Kłopoty Daewoo - co dalej u nas...

Zdaniem ekonomistów z ING Barings, plany eksportowe Daewoo Poland są "nie całkiem osiągalne" - po pierwsze dlatego, że spółka ta w przeszłości była skłonna przeceniać własne moce produkcyjne, po drugie - z powodu trudności finansowych grupy Daewoo, wynikających, jak to ujęto - głównie z podejmowania rozległych inwestycji finansowanych za pomocą kredytów i pożyczek.

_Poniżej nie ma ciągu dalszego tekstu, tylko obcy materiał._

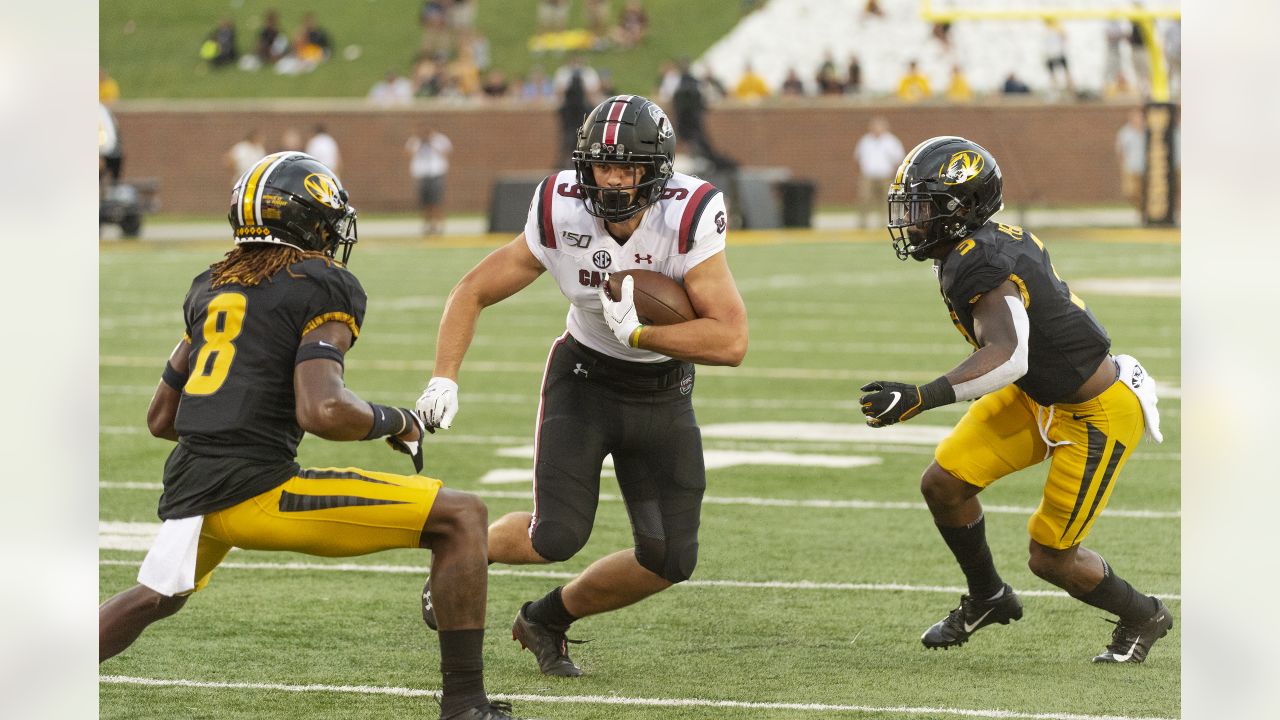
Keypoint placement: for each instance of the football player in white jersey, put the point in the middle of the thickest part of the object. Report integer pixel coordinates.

Radykalne ograniczenie działalności Daewoo w Polsce jest, zdaniem ING Barings, nieprawdopodobne, ponieważ Daewoo Poland jest spółką rentowną, ponadto zaś Polska jest dla Daewoo Motors drugim co do wielkości rynkiem.Mimo to przeżywane obecnie przez grupę Daewoo duże trudności finansowe należy - wg INGB - poważnie wziąć pod uwagę, a na plany inwestycyjne tej firmy w Polsce trzeba spojrzeć "z pewnym sceptycyzmem"."Realistyczny scenariusz" ING Barings przewiduje, że plany eksportowe Daewoo w Polsce zostaną w tym roku wykonane w 30%, a w 2003 r. - w 70%. Bank ten zwrócił uwagę na towarzyszący bezpośrednim inwestycjom zagranicznym znany efekt, polegający na tym, że w pierwszym etapie (z powodu importu inwestycyjnego) powodują one pogorszenie bilansu handlowego, dopiero w późniejszych latach przyczyniając się do jego poprawy. (Zjawisko to w swoim czasie wystąpiło bardzo ostro np. w Wielkiej Brytanii, w pierwszych latach zagospodarowywania złóż ropy naftowej i gazu ziemnego na Morzu Północnym, powodując wówczas bardzo poważne obciążenie bilansu płatniczego - MK).Do niedawna jedynym zagranicznym producentem samochodowym w Polsce, który przeszedł przez ten punkt zwrotny, był Fiat. Po niedawnej decyzji Komisji Europejskiej, zwalniającej z cła importowane na jej obszar celny samochody produkcji Daewoo, wytwarzane już głównie z polskich części, drugim przykładem pozytywnego udziału bezpośrednich inwestycji zagranicznych w polskim bilansie płatności bieżących - zdaniem ING Barings - może stać się właśnie Daewoo. Wg prognoz banku, w latach 2002-2003 wzrost eksportu Daewoo Poland może mieć wpływ na polski bilans handlowy stanowiący w ujęciu netto 0,4% PKB - co, jak podkreślono, nie jest efektem, który można pominąć.